In campagna elettorale il nuovo candidato sindaco non ha fatto mistero di voler cancellare quel progetto. E non è stato semplice chiedere agli elettori di votare in nome della continuità politica, distanziandosi però da una scelta urbanistica fra le più rilevanti nella storia recente della città. Fiorenza Brioni ha vinto al ballottaggio con un largo margine e appena si è insediata in Comune ha cercato il modo di fermare la cementificazione. Si è accorta subito, però, che la strada non era in discesa. Il consiglio comunale aveva dato il suo assenso. E tutto sembrava in regola. Intanto era subentrato un altro problema. I sei consiglieri dei Ds hanno minacciato di voltare le spalle al nuovo sindaco se non fosse stato confermato l´assessore all´urbanistica della precedente giunta, grande sostenitore dell´insediamento di strada Cipata. La Brioni ha tenuto duro, pagando però un prezzo in termini politici molto alto: la sua maggioranza è apparsa subito molto incerta e tale resta.

La lottizzazione aveva comunque un punto debole, balzato agli occhi di un consigliere di Rifondazione, Matteo Gaddi, e a quelli di Paolo Rabitti, ingegnere, esperto di normative urbanistiche: l´intero progetto avrebbe dovuto essere sottoposto alla Via, la valutazione di impatto ambientale. Perché superiore, spiega Rabitti, ai 10 ettari e perché compreso dentro il perimetro del Parco del Mincio, una zona delicatissima. Ma c´è un altro punto preoccupante. L´insediamento confina con l´aera del petrolchimico, che in base alla cosiddetta Legge Seveso, è considerata «a rischio di incidente industriale rilevante». Quell´area è soggetta a bonifica, perché gravemente inquinata da una serie di componenti chimiche che vanno dal mercurio ad altri clororati cancerogeni.

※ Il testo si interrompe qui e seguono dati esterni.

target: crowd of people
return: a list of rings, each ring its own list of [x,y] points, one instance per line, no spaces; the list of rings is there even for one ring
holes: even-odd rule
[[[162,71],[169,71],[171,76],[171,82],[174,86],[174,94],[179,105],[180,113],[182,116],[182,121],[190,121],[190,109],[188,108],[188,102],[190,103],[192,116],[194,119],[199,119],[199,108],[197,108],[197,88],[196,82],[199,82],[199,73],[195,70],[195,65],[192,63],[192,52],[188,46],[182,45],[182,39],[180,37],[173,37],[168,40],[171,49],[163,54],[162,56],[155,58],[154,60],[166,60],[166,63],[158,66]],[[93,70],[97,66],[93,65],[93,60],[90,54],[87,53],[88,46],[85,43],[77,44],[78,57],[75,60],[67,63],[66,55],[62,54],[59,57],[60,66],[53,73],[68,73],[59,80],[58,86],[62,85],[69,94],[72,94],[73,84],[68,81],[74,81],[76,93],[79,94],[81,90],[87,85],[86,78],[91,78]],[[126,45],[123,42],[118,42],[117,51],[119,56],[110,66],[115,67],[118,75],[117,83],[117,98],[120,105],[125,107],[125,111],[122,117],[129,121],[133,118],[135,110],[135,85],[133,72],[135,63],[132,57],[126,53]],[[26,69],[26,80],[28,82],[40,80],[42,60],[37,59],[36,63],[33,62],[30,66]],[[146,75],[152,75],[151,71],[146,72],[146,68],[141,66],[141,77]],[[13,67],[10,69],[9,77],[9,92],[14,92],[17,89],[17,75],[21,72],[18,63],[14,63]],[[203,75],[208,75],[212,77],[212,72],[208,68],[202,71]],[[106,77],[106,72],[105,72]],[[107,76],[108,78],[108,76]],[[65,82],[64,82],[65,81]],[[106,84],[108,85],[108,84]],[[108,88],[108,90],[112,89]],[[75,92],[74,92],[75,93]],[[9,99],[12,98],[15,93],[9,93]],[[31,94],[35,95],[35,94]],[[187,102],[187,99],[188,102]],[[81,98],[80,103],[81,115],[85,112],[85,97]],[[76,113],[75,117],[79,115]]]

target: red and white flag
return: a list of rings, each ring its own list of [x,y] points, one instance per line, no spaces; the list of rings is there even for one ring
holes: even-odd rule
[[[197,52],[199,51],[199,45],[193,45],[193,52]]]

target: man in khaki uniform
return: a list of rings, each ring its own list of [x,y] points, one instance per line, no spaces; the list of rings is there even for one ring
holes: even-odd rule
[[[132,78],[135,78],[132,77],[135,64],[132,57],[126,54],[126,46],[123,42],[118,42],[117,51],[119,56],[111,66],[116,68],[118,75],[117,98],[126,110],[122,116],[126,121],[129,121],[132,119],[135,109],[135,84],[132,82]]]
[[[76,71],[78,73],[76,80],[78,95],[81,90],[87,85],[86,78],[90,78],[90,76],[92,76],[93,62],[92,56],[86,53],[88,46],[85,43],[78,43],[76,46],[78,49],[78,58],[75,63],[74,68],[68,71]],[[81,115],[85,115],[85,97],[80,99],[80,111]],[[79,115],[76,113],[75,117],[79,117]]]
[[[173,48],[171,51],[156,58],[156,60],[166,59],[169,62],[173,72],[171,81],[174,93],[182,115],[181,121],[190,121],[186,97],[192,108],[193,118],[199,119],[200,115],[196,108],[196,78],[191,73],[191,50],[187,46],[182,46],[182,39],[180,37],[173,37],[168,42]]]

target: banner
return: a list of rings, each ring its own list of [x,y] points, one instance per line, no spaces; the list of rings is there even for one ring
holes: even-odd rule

Fiorenza Brioni ha quindi firmato un´ordinanza con la quale si sospendono i lavori del cantiere, che nel frattempo erano stati avviati. Anche la Regione Lombardia ha emesso un decreto per imporre una Via. Entrambi i provvedimenti, però, sono stati impugnati dalla proprietà, che ha ottenuto dal Tar la loro sospensione. Contemporaneamente il sindaco si è anche rivolto al Ministero, chiedendo se il Parco del Mincio rientra o meno fra i parchi nei quali gli interventi edilizi devono essere sottoposti alla Via. La lettera è stata scritta nel novembre del 2005. Altero Matteoli, ministro del governo Berlusconi, non le ha mai risposto. Ma neanche Alfonso Pecoraro Scanio, titolare del ministero con il centrosinistra, si è fatto vivo.

Gli sbancamenti sono in corso. Ma il sindaco spera che il ministero si esprima al più presto. E che si possa salvare, nell´anno in cui si celebra Andrea Mantegna, la cornice paesaggistica nella quale Mantova ha sempre vissuto e che è il naturale contesto dei suoi gioielli.